An initial nine-month run of the show revealed a host of other needs: a flexible and extensible controls system that supports continuous development and reprogramming of the show, improved safety lighting overrides and the ability to recover from localized failures gracefully, maintenance of show quality through long-life sources, and taming an electric bill that ran to hundreds of dollars per month due to the lack of centralized lighting controls and all-day usage of stage lighting as worklight.
Further stylistic constraints were the owner’s request to conceal all modern-day lighting and controls from guest view, and a budget stretched thin by the need to purchase facility lighting, plus a medium-sized theater controls system, plus period character themed lighting.

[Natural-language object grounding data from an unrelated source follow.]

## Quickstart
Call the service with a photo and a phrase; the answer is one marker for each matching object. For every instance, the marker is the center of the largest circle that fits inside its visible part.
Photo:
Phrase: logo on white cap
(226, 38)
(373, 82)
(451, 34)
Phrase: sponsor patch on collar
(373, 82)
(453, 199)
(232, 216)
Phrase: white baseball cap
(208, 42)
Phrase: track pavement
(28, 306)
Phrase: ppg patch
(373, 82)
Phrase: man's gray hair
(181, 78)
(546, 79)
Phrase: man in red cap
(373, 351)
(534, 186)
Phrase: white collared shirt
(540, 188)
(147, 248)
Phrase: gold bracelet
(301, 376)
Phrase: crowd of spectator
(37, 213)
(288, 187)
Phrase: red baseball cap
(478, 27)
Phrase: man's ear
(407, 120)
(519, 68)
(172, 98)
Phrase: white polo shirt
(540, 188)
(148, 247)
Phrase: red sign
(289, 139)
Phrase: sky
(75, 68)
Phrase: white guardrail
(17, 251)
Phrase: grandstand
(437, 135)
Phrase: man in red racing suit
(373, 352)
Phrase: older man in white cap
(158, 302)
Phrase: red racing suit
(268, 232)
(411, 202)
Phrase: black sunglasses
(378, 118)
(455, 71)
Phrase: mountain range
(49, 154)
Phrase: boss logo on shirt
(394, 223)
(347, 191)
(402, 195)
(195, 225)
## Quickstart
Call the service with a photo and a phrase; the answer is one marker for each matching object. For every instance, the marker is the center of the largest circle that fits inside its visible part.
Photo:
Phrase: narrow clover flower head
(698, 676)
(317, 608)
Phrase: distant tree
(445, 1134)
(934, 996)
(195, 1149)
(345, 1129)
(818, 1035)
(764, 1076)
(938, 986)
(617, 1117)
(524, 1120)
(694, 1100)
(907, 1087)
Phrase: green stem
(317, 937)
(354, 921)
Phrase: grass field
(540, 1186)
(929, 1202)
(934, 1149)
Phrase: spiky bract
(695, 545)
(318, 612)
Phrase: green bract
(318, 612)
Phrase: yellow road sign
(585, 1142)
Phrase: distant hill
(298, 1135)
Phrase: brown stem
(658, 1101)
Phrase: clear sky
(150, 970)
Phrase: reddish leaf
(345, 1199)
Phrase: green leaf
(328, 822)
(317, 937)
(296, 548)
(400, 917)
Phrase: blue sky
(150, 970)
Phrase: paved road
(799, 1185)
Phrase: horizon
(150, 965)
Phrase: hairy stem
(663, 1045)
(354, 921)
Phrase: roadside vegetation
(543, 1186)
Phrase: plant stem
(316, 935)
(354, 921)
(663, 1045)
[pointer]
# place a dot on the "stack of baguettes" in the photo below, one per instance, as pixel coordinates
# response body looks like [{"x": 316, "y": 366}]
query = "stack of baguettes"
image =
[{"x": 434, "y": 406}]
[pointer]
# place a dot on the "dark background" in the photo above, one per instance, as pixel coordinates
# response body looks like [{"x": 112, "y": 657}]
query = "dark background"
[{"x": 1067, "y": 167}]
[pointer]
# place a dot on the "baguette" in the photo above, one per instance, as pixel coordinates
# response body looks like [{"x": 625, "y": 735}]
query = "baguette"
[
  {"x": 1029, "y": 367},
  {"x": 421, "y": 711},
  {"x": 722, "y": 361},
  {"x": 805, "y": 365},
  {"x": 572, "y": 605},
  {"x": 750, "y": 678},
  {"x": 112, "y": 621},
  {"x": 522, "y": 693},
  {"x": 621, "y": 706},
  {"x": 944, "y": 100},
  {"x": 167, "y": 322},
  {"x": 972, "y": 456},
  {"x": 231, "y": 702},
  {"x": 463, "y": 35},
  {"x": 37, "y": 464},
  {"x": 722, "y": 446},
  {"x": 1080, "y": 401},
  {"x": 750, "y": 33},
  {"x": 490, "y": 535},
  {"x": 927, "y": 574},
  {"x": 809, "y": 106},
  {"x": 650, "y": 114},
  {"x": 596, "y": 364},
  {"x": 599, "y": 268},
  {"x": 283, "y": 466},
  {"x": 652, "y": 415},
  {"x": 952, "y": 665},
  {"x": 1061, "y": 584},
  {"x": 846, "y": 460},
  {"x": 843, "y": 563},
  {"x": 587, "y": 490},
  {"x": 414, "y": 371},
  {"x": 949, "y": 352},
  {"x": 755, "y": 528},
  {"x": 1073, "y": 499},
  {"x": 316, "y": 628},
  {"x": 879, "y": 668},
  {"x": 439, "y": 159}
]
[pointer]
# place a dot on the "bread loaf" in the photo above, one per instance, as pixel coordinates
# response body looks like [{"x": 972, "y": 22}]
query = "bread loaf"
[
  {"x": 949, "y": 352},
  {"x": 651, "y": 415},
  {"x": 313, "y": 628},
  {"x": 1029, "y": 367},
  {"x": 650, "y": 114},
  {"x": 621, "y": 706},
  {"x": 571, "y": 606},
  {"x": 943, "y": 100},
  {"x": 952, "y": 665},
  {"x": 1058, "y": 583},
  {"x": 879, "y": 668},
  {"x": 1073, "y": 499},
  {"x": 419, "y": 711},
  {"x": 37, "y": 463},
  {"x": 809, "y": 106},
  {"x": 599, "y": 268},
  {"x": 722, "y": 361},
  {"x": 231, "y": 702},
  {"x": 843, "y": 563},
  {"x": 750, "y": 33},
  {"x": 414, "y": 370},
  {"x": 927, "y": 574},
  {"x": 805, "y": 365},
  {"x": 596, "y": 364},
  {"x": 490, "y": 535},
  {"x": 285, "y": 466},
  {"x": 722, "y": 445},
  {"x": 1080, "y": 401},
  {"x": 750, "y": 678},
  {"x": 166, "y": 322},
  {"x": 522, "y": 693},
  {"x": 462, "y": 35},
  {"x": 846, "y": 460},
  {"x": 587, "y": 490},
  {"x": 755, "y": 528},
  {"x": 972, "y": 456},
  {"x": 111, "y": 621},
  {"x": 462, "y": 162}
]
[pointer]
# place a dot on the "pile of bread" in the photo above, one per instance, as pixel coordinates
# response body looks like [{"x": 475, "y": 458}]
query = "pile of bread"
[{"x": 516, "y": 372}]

Minuscule Lighting Design addressed these concerns with a network-based control backbone capable of integrating control of the facility lighting with show lighting and delivering DMX-512 input/output cheaply and reliably over Cat 5 cable. LED-based lighting vastly reduced energy and cooling loads over incandescent fixtures used in the initial run. Occupancy sensing combined with timed sweeps after hours reduced the tendency for lights to be left on. Contact closure integration allowed us to have period-appropriate push button houselight switches in guest view, but selectively lock them out during shows.
Control riser. The control backbone is free-topology, allowing the owner to easily add devices to the nearest node point without homerunning back to the processor.
The process started with extensive period research. 1920’s era Sears Catalogs available via microfilm were an invaluable resource.
Proposed concept for concealing modern building systems behind scrim panels in the plenum above the lay-in ceiling, which was patterned with period-style pressed tin tiles.
View of theatrical accent lighting overlaid on period themed lighting. In this early rehearsal, the concealing mesh panel inserts are not yet installed.
Cabaret lighting included period touches such as footlights, a proscenium with bare lamp marquee and Austrian-style main drape.
Birds-eye view of the cabaret. Each of the table lights is an individually controllable RGB LED module.
Control diagram of cabaret table lights. Guests can flip the service call switch to change the color of the LED and summon waitstaff.
This dressing room mirror is actually one-way glass, allowing guests to follow the cabaret dancers story “offstage.” Luminances were carefully managed to maintain the illusion.
At its best moments, it is possible to forget that you are watching a scripted show and live in the period.